Do you value your independence as a small business owner enough?

As the years of recession role on, it’s so clear how important growth and having cash reserves are in your small business. How can you have a sustainable business if you don’t have growth and if you don’t have cash when you need it to perhaps invest or fix things up? How can you have sustainability without economic growth? Okay, some environmental economists have looked at what prosperity could look like in a finite world with limited resources and a population expected to exceed 9 billion people within decades. It’s not an easy question to answer, especially when you are working in an old paradigm and you have to make decisions in the here and now.

But you see companies that have a mandate to pursue the growth agenda taking risks in markets far away from their home markets as shareholders put pressure on them to grow. When the cellphone and service provider market saturates in a home markets what can you do to increase revenue? Jack up airtime rates and because data demand is increasing spike that cost up too. But how far can you go? Next thing you start to look outside in so-called underdeveloped markets where the risk is higher, including regulatory risk.

Now, a small business owner does not have the same shareholder pressures unless he or she has investors in his or her business. A case in point: a small business owner in this economy has expanded no less than three times, making those three decisions himself. His business continues to grow, because he has discovered a growth niche and is providing value that the major national chains can’t match.

The other area is cash reserves. For the listed company the problem is that because of financial rules and regulations only so much cash is permitted to be kept in reserve. Without cash reserves the larger mining or industrial companies find it difficult to maintain operations. In a resources commodity down cycle, you might think that it’s a good idea not to invest in your plant and equipment. But if you don’t, it’s going to be far more expensive down the line when demand for resource commodities increase. Yes, you can find different ways to raise finance later on, but it will come with an added cost.

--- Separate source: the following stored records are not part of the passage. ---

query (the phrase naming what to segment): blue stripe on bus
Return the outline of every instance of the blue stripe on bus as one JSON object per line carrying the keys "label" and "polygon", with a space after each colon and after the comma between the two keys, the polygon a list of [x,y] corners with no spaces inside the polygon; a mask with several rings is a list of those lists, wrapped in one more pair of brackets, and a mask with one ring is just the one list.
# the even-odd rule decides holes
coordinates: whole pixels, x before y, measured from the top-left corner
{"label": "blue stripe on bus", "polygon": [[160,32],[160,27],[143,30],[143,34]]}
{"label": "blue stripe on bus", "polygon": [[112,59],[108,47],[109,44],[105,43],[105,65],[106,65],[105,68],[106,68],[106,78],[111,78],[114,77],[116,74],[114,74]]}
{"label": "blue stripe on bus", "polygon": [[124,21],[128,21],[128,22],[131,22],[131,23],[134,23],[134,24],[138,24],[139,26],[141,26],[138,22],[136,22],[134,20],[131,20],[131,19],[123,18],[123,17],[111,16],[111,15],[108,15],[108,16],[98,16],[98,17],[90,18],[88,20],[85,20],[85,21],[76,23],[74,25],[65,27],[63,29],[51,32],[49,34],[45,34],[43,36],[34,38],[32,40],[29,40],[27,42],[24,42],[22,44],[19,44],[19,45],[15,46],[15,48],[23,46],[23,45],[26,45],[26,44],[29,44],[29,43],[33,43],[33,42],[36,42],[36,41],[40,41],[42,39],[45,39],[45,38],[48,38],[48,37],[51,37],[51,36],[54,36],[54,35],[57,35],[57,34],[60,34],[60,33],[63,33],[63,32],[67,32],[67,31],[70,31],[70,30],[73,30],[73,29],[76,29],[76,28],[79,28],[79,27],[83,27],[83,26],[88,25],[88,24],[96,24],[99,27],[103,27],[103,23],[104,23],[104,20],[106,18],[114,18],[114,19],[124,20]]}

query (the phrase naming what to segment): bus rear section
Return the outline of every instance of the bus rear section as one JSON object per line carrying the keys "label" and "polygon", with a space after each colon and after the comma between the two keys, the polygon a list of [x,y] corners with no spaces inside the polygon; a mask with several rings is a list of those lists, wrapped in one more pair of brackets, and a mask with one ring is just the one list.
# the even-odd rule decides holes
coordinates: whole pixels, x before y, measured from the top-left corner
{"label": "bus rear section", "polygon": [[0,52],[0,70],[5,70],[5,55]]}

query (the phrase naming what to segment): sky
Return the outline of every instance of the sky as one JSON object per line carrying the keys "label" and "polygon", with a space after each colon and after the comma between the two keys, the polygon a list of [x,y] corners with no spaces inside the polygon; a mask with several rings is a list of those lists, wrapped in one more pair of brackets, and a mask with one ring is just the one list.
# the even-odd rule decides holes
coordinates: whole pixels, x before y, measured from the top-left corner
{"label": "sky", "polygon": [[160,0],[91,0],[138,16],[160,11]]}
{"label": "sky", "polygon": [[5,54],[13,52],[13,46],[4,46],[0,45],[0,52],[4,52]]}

For the small business owner who has built up reserves, a cash kitty, he or she has flexibility to invest, replace outdated or worn equipment and, when necessary, bring in new technology. Another case in point: a small printing business has bought a new flat-bed, A3 scanner to improve reproduction quality for customers. Without a cash reserve, the scanner would cost double if it was bank financed.

Are you as a small business owner taking advantage of the freedom and independence you have to make decisions about growth for your business and are you building up a cash reserve or cash kitty to make improvements in your business?